Industry standard

Seed phrases should no longer be the industry standard

Basic phrases: their time as an industry standard is over, says Zhen Yu Yong, CEO and co-founder of Web3Auth.

In my experience, crypto newbies and experts share a common gripe. Both camps tend to dislike the seed phrase, crypto’s tenacious industry standard for key management. Rookies find it difficult and unwieldy. Experts too, and they are particularly aware of the associated risks.

Basic phrases: distribution

For the uninitiated: a seed phrase is a single phrase, often as long as 24 words, that stores all the information needed to access or retrieve funds belonging to individuals on the blockchain. Seed phrases are a form of authentication. Wallets usually generate a phrase for a given user, who must write it down to keep it safe. The number one thing Web3Auth is to provide an alternative to the seed phrases.

Seed phrases are a simple way to handle a public or private key – think of it as a unique code used to sign transactions, prove ownership of a blockchain address and open your crypto vault – and to retrieve blockchain funds. They’re not inherently bad, per se, and they’re the current industry standard for key management. But they are not without serious pitfalls. On the one hand, they are difficult to memorize. Anyone with the seed phrase can access the associated funds – there is no way to restrict access to the owner of the funds.

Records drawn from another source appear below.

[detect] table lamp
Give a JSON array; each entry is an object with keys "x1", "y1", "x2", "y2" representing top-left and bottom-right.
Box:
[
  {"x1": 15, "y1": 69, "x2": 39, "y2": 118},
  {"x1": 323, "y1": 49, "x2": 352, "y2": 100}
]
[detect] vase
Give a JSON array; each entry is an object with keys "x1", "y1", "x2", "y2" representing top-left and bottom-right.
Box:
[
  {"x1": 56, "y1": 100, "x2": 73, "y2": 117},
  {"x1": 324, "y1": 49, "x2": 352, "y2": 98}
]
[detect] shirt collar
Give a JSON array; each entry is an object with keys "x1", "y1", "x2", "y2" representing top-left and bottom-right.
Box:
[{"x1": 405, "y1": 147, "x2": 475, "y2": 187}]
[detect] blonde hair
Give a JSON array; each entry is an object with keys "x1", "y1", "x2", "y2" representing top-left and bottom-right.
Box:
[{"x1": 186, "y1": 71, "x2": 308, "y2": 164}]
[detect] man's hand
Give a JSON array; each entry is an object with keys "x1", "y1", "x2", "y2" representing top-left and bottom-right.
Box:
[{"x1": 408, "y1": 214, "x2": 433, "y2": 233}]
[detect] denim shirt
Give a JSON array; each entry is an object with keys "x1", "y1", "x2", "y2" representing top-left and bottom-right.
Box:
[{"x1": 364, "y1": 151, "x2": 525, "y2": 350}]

Then there’s the obvious fly in the ointment: if you lose your seed phrase and lose access to your funds, you’re absolutely out of luck. Lost seed phrases led to 20% loss of bitcoin in circulation – a percentage that some analysts put at around $140 billion. Every other day in the crypto ecosystem, someone hears about their stolen or lost funds. Seed phrases are a single point of failure. If you lose it, have it spelled incorrectly, or if it’s stolen, it’s gone, along with access to your funds.

Boarding derails

Seed phrases also slow down onboarding for new users, who must first understand what it is and why they need it, then go through the build and registration stages before they can actually use it. encryption application they are in. to register. This unnecessary delay is off-putting to users who are hesitant about crypto, and it’s equally frustrating to even the most advanced users.

Every user needs a public/private key to interact with any crypto application or any Web3 application, just like you need a specific key or code to enter a vault . This is the non-negotiable part. But how that key is managed, derived, or represented is not. Encryption keys can be derived or represented as a seed phrase, but this is not required. As long as a key can live on a user’s front-end and a user can manage it very efficiently, they don’t have to manage a seed phrase. This is where we come in.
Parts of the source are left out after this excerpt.